Developers want to get things done. They are the prototypers, the guns for hire, the guys you can trust to get something workable by the end of the day. They are also reliable for driving a project to completion. Developers love to keep up on the latest jQuery plugins and Ruby Gems. They are always learning the newest tools that will solve their problems faster. Developers are especially useful for building websites in deadline-driven environments. From a business perspective, it is valuable to have someone like this who can hack something together without getting bogged down in technical minutiae. As for starting a programming career, “developers” face the lowest barrier to entry.

Developers run into trouble when their tools stop working. When the third-party JavaScript library they’ve been using suddenly doesn’t meet project requirements exactly, they often have to resort to strange workarounds and code comments like /* DON'T TOUCH THIS!! */, rather than gaining a comprehensive understanding of the problem and why their solution works. At least as far as this definition is concerned, a developer’s knowledge area is a mile wide and a meter deep.


Engineers are interested in the mastery of a problem domain. Engineers don’t settle for solutions that “just work,” they dig until they have a holistic understanding of the big picture. They focus on reusable solutions that scale, elegant architectures, and building tools to automate work. Engineers are adept at designing unique solutions for unique problems. Engineers prefer to write and maintain the Ruby Gems that developers find themselves learning and using.

Engineers are sometimes more interested in building solutions than they are in actually solving problems. Rookie engineers in particular will spend a lot of time solving problems they may never have, because it is an interesting challenge for them. If you are managing engineers, it is important to keep them focused on practical tasks, rather than unrestrained experimentation and exploration. That’s what their Github hobby projects are for.

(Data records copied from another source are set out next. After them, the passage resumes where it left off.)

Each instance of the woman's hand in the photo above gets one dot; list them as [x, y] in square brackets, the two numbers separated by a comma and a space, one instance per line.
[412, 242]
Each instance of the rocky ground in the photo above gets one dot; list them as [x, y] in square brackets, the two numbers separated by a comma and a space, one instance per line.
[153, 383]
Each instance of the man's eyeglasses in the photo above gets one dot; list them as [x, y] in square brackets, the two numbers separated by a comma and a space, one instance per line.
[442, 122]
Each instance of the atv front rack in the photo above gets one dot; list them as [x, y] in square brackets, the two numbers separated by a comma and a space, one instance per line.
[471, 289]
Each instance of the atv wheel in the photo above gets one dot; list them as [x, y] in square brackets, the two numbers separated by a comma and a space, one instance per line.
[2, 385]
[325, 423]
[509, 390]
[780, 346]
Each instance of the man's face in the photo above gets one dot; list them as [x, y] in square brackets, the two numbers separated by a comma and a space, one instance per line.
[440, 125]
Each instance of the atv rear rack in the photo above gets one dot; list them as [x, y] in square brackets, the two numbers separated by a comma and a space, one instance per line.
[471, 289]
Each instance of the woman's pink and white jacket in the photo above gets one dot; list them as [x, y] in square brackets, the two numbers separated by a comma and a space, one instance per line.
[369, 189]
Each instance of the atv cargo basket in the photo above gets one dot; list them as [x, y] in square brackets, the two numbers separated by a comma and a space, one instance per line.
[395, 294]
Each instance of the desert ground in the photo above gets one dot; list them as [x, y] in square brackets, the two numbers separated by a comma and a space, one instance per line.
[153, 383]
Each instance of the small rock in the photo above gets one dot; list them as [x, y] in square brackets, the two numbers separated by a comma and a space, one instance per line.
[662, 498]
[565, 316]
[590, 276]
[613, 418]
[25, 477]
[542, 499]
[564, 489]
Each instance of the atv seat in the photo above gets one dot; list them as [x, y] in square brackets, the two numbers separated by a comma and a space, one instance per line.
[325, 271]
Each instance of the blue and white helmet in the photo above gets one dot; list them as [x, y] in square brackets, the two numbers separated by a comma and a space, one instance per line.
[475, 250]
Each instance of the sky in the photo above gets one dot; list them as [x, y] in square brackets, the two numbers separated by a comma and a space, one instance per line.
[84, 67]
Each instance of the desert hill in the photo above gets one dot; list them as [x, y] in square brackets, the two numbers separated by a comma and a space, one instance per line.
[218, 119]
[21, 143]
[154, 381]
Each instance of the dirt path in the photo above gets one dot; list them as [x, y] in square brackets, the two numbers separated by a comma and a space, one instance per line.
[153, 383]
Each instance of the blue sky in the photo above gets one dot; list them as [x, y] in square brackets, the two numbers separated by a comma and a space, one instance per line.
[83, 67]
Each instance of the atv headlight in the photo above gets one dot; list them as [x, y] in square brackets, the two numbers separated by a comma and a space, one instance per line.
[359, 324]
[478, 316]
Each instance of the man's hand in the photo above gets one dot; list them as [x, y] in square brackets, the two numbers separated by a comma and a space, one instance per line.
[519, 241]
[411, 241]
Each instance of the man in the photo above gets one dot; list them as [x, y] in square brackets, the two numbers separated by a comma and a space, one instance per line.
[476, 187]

Computer Scientists live in a world of theory and are the most likely to advance the state of the art. These are the algorithmists, the mathematicians, the statistical analysts. Depending on what you are trying to build, scientists are indispensable. They build solutions for the problems that most people don’t even understand.

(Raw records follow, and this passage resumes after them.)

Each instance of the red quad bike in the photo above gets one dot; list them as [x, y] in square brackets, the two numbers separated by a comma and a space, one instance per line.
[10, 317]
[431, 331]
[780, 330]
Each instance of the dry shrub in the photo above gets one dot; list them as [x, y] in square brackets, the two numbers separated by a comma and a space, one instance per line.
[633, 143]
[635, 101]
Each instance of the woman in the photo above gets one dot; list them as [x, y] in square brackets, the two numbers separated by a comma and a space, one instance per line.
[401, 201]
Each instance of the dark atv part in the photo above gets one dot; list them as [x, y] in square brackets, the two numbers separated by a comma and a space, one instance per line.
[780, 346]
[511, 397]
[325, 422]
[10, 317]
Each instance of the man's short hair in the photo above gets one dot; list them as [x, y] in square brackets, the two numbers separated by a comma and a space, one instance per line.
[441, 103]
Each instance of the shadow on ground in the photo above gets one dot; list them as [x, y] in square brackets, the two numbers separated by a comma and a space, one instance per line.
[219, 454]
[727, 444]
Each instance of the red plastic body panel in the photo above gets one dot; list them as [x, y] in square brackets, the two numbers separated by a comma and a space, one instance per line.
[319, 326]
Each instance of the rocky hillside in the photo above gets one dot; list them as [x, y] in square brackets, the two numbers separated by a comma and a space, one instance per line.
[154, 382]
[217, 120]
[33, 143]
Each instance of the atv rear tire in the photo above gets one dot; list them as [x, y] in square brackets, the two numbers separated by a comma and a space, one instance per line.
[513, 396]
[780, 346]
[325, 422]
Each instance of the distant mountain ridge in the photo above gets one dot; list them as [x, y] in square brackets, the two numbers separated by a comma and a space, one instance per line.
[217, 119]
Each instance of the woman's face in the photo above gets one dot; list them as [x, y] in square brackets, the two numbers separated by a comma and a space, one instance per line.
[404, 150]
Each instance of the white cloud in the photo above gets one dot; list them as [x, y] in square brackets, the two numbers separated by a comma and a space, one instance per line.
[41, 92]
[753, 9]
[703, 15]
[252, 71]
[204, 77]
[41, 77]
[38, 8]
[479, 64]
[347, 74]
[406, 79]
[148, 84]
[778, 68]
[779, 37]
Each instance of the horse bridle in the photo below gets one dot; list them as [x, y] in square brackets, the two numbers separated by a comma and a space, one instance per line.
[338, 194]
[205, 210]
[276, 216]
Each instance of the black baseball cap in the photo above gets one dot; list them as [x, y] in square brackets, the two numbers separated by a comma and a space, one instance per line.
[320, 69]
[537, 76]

At least in my experience, computer scientists aren’t the best builders. While they construct the most elegant and efficient theoretical solutions, they may not write the most readable code or maintainable systems. Since they are in the minority that actually understands certain complex problems, knowledge transfer becomes an issue. Even with good documentation, it can be difficult to get inside the head of a scientist that has been working out a solution for several weeks.

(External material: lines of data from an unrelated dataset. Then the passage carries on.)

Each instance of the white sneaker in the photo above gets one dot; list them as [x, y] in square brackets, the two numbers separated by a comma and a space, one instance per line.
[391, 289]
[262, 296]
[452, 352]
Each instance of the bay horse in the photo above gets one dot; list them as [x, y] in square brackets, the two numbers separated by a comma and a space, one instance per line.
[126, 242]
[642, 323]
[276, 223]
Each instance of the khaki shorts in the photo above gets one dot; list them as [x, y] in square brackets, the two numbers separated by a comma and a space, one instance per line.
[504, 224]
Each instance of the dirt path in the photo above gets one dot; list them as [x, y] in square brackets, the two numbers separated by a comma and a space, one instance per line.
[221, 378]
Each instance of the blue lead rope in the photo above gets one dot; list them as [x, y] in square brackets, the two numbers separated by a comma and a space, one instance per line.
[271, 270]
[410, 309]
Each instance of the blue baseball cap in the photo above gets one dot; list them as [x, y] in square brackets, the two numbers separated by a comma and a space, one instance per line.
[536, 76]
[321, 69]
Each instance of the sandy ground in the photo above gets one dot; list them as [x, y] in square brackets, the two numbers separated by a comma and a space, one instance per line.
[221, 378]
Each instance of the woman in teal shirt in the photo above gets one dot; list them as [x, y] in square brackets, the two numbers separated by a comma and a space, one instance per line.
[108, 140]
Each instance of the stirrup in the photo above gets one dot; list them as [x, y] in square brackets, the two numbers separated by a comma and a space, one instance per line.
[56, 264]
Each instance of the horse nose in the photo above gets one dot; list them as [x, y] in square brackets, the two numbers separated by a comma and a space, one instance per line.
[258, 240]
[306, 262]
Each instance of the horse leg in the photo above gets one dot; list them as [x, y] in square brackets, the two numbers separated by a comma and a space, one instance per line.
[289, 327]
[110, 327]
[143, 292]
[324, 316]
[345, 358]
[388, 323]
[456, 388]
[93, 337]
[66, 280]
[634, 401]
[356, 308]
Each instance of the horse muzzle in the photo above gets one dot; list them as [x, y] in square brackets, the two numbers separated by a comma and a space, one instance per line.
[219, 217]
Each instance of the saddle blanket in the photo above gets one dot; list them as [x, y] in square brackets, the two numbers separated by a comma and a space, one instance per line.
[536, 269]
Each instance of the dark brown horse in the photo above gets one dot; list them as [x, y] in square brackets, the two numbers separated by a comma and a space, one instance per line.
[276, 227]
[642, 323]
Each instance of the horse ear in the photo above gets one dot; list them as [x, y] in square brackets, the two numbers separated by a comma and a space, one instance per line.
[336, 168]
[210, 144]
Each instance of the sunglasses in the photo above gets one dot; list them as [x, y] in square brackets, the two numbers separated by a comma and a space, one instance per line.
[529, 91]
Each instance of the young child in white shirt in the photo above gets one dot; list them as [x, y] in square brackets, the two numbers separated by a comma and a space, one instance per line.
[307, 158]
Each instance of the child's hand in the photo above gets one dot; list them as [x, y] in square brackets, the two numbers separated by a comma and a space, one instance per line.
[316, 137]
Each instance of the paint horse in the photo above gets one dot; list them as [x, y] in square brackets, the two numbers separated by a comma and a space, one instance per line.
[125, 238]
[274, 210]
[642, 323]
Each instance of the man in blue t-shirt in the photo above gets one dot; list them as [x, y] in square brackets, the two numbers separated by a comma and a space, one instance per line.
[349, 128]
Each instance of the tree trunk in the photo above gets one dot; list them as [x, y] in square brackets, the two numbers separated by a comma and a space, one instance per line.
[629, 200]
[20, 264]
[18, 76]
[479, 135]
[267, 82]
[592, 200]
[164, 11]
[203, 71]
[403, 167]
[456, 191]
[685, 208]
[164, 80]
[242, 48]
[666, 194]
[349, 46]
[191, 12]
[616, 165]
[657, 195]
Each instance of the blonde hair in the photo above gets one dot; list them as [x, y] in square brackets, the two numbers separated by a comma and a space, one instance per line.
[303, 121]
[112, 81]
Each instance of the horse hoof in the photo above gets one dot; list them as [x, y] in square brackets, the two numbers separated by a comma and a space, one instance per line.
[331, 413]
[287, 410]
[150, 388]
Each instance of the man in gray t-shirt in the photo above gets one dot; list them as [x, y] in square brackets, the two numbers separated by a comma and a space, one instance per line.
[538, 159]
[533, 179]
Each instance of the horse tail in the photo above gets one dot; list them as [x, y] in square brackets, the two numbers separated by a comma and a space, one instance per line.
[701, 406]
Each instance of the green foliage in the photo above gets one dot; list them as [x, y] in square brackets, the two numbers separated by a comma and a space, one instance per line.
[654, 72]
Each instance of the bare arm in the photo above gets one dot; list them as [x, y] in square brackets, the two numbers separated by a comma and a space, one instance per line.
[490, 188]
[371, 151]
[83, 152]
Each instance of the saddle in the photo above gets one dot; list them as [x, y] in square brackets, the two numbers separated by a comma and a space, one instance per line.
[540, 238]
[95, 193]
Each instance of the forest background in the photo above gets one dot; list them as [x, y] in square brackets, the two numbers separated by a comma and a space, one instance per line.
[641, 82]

The skill set of a scientist has a lot of overlap with that of an engineer. I would argue that these groups are differentiated by a focus on theory versus implementation. Scientists focus on theory, and engineers focus on actual implementations. The programmer with a good mix of science and engineering is a true phenom and an invaluable asset. This type of programmer is also very rare.

It takes all kinds

A truly effective team consists of all three of these types of programmers. A good baseball team leverages the strengths of each of its players, and a development team is no different. For my own part, I find myself most comfortable near the “engineer” range of the programmer spectrum, but I often venture into the “developer” range for various tasks. I identify myself as a “scientist” less often, but it becomes necessary from time to time. The point is, programmers flit all around the spectrum, but tend to gravitate towards one range more than others. Balance your team according to what you want to build.